In an effort to create a more sustainable environment, Clemson University, located in Clemson, South Carolina, has developed several initiatives to conserve energy and educate students along with the public about fossil fuels and natural resources. Clemson has set both short- and long-term goals, on a scale of up to 15 years. Known as the Solid Green campaign, Clemson has a mission to reduce total energy used by 20% in the year 2020, reach a goal of becoming net-zero in carbon emissions, and replace the coal-fired boiler in 2015. Clemson has the long-term desire to become much more energy efficient, climate considerate and recycle more. One way of funding these initiatives is the Student Sustainability Fee, also known as the Green Fee, which students can elect to pay $10 with their tuition each semester.

Recycling Initiative 

Starting out as a campaign to eliminate litter on campus in 2006, the Solid Green initiative has progressed to achieve other goals. One such example is Gameday Recycling, which was started in 2009 and has exponentially increased in tonnage recycled. This project involves over 80,000 people on any given home weekend, a way for Clemson University to educate the public about the Solid Green campaign. Trash bags are placed at each parking spot and volunteers go around after the games collecting the trash and taking it to the recycling center. Recycling bins are placed in each dorm room with recycling containers at the base of each dormitory. Offices and classrooms on campus have completely replaced regular waste bins with recycling bins. There is also a massive recycling center at Kite Hill, which is open to anyone. Clemson students compete in RecycleMania each year, a nationwide event in which college campuses compete to recycle the most waste. At Cherry Crossing Research Facility, the community can drop off unused food for compost, or yard waste to be recycled as mulch, an extra effort by the university to decrease their carbon footprint. University faculty and staff are strongly encouraged to take advantage of the opportunities around campus to recycle and to educate their students about the importance of conserving our valuable resources. The importance of recycling is evident anywhere on campus with the display of recycling bins, reminders to conserve energy, and Solid Green paraphernalia.

LEED Certification 

Clemson University hopes to achieve their goal of obtaining the LEED silver rating for all newly constructed buildings. LEED, or Leadership in Energy and Environmental Design, is a program that awards the buildings with the best building strategies based on a point system in order to achieve different levels of certification.  “The LEED® green building certification program is the nationally accepted benchmark for the design, construction, and operation of green buildings.

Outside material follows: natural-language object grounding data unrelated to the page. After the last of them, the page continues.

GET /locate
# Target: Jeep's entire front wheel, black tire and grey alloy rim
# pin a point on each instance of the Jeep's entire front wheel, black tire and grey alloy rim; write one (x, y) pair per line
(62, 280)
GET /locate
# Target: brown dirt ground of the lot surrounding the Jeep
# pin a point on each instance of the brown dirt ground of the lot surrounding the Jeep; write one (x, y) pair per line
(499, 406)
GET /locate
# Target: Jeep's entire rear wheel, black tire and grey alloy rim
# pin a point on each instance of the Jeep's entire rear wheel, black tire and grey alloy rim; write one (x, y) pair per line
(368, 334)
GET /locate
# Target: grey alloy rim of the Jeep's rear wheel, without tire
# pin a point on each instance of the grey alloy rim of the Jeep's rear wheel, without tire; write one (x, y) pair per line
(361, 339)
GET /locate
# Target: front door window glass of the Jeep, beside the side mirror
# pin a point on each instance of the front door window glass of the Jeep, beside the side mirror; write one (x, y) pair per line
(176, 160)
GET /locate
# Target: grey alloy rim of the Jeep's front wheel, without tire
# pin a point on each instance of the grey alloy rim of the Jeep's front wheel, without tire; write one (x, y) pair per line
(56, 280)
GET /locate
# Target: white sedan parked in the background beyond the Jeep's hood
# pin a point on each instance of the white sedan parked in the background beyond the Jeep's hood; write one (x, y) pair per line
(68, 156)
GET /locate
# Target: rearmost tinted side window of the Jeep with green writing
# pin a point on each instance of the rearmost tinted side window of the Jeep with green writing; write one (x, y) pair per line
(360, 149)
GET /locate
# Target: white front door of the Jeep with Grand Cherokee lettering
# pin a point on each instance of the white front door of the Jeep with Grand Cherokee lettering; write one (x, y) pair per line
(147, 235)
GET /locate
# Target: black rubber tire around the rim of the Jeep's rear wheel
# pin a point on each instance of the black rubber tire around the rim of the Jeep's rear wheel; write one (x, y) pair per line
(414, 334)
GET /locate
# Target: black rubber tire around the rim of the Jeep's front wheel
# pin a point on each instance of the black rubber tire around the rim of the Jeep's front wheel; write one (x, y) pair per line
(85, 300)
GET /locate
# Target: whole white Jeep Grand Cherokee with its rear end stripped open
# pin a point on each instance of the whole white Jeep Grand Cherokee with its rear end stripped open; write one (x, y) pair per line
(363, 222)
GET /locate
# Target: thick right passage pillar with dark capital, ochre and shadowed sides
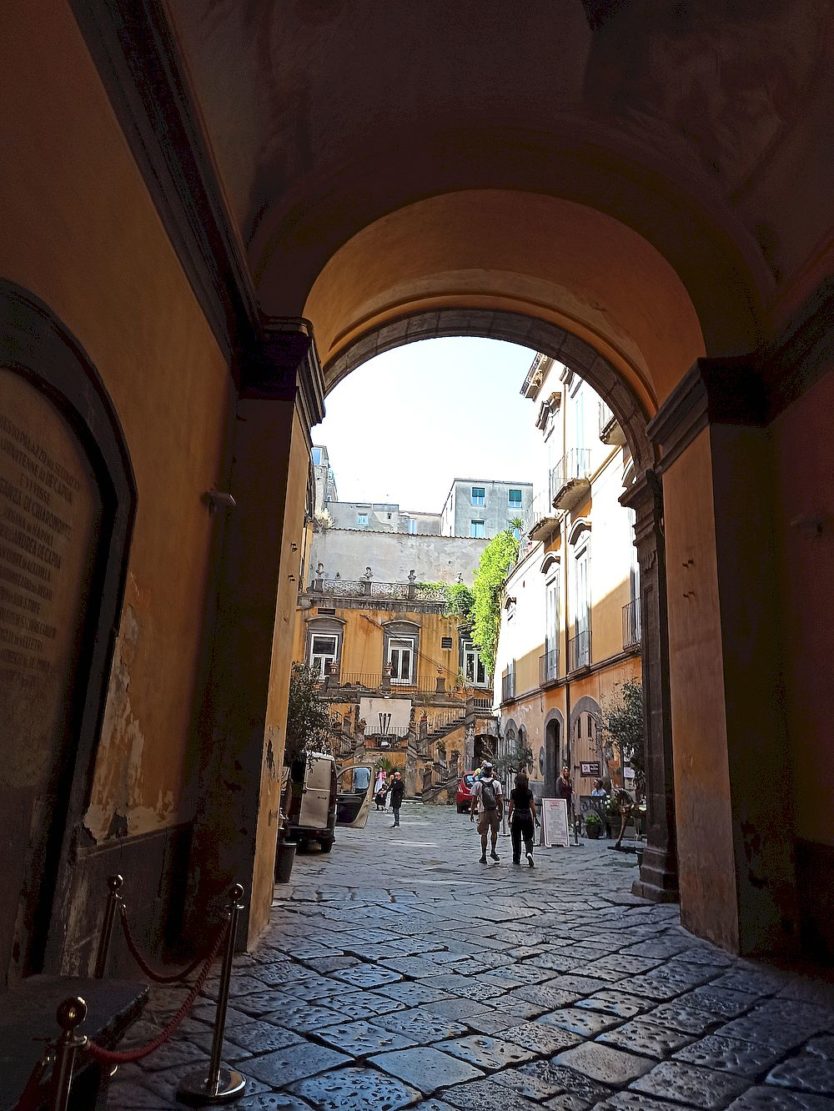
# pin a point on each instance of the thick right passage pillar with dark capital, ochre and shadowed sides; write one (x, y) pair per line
(731, 767)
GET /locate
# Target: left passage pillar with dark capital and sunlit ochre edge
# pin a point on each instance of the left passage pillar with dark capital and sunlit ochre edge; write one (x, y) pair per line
(246, 712)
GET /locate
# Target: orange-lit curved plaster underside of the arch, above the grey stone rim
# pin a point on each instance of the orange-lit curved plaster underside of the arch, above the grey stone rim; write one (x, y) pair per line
(551, 261)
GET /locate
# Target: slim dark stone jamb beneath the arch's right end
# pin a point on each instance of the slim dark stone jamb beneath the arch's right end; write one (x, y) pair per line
(659, 872)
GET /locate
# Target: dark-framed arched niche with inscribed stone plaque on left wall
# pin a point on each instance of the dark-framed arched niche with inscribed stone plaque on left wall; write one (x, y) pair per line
(67, 502)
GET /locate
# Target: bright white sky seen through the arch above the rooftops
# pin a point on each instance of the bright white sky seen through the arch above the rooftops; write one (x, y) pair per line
(406, 424)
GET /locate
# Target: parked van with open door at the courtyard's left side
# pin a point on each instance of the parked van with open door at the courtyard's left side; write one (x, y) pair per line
(317, 799)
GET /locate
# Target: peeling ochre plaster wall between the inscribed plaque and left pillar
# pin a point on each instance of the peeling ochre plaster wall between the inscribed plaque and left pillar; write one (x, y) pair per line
(81, 232)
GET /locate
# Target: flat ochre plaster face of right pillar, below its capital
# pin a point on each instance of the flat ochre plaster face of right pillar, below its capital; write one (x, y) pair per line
(699, 728)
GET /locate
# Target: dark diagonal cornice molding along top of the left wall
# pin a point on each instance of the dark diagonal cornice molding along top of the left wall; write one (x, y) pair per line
(136, 53)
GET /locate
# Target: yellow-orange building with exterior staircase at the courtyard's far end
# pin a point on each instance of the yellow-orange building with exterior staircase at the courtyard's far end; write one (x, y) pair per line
(403, 680)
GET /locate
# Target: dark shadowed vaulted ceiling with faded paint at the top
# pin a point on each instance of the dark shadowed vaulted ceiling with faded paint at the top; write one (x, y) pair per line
(686, 123)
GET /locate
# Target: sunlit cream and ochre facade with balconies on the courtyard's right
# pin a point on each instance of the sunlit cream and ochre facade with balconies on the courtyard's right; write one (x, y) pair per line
(570, 625)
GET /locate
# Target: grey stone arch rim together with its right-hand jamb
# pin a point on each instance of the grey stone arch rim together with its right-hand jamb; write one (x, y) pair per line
(659, 870)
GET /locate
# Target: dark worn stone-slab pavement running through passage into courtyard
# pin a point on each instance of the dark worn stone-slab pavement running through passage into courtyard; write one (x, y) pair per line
(400, 973)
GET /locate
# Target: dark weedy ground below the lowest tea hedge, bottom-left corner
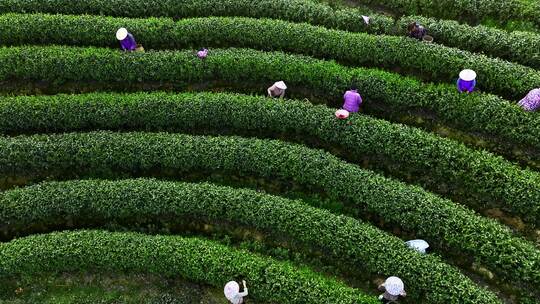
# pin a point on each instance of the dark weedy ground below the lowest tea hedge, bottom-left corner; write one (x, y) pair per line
(102, 287)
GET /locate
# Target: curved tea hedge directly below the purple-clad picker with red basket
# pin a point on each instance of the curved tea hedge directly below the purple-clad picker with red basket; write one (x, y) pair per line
(486, 178)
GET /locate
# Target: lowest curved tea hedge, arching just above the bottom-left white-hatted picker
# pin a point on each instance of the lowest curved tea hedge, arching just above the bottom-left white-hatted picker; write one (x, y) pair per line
(190, 258)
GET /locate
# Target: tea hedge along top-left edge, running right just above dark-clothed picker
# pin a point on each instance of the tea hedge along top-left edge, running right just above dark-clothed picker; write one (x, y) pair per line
(520, 47)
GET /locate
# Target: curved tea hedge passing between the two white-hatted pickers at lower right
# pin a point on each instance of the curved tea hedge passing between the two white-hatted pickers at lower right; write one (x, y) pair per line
(345, 239)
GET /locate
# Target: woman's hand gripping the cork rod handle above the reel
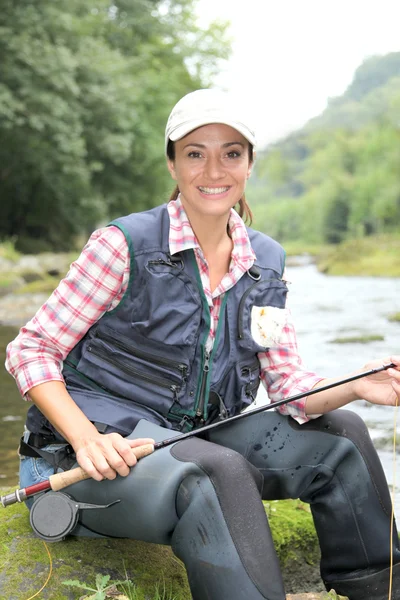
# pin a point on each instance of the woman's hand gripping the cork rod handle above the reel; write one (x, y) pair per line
(104, 456)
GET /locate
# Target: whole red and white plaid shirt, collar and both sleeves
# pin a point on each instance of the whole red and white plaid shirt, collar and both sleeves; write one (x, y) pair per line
(95, 284)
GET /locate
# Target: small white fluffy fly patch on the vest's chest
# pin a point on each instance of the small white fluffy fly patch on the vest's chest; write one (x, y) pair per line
(267, 323)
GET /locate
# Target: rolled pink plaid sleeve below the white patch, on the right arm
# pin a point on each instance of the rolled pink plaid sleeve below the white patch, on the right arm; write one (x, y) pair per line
(283, 374)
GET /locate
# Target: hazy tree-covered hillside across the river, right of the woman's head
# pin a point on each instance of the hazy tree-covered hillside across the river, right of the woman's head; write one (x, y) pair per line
(337, 178)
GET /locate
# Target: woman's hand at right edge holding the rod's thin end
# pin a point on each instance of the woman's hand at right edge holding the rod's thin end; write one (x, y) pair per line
(383, 387)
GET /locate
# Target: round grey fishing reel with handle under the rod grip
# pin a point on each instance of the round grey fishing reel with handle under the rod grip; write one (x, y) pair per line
(55, 514)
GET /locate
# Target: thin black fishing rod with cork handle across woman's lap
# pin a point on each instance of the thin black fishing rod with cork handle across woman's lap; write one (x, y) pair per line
(61, 480)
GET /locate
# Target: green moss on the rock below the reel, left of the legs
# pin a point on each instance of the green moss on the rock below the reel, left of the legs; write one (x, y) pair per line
(78, 558)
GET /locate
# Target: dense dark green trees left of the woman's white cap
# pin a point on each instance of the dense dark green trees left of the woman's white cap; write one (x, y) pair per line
(84, 95)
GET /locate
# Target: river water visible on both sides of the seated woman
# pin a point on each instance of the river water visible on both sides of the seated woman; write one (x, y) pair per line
(324, 308)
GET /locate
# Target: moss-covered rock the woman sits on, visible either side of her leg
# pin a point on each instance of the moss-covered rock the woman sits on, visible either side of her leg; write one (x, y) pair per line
(26, 562)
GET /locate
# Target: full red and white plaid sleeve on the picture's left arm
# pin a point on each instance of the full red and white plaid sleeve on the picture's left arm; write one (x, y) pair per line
(94, 284)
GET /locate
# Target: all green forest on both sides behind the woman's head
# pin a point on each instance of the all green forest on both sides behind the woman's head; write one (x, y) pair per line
(86, 88)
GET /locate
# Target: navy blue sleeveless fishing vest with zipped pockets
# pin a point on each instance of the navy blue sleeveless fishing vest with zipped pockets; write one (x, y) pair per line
(147, 358)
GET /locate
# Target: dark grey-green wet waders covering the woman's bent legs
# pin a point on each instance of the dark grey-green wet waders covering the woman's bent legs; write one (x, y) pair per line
(203, 498)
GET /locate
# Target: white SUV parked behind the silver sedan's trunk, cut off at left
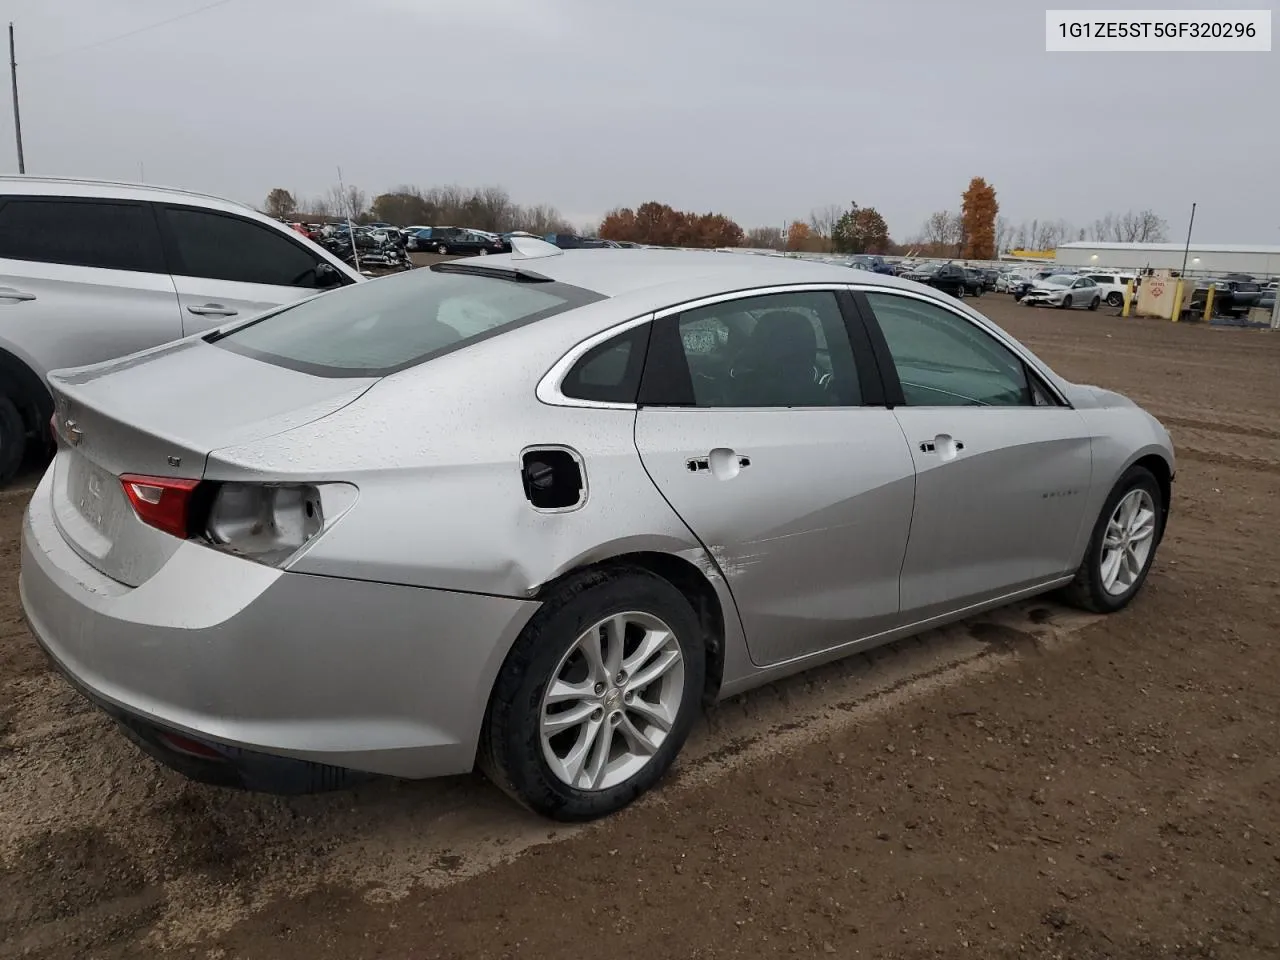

It contains prerequisites and credits in five categories: sustainable site planning, improving energy efficiency, conserving materials and resources, embracing indoor environmental quality, and safeguarding water” (LEED projects). Clemson has numerous projects through which they aim to achieve LEED certification. The Baruch Institute, the Duke Energy Innovation Center, and the Fraternity Quad are just a few examples of the projects that will be completed. Clemson University chose to participate in this project because they believe the LEED projects will allow them to be considered environmentally friendly. This certificate show that they have satisfied the qualifications that the LEED claims to be environmentally friendly.

Energy Reduction and Carbon Emissions 

Clemson has made their plan to become sustainable publicly by creating specific goals that they hope to achieve. One goal is described by the 20/20 plan. This means that Clemson is striving to reduce energy use on campus 20% per gross square foot of building space by the year 2020. The most significant way they are doing this is installing solar panels on two pre-existing buildings, the Fluor Daniel Engineering Innovation Building and the Life Sciences Building. Another way they are implementing this goal is by replacing old lightbulbs to LEDs throughout campus. So far, they have changed half of the campus from the old lightbulbs to the new lightbulbs. Another goal Clemson is trying to reach through the Solid Green campaign is for Clemson to become carbon neutral. The main way they are trying to do this is by having the CATbus system. This is lowering carbon emissions because many students are riding the bus to and from classes instead of driving. There are buses that go to a number of off campus housing complexes along with around campus. They believe that this allows students to appreciate the convenience of not having to find parking on campus along with not having to walk as far to class.

Other Notable Accomplishments 

In addition to the specific goals of the Solid Green initiative, Clemson also offers several organizations in which students and faculty can take part in. Students for Environmental Action began in 1992 and the club works on several different environmental projects each year, their most successful being the founding of the Student Sustainability Initiative, supported by the Green Fee. Clemson also has a student-led organic farm, which is dedicated to “research, education, and public outreach programs.” Sustainability Week will be February 18–22, 2015.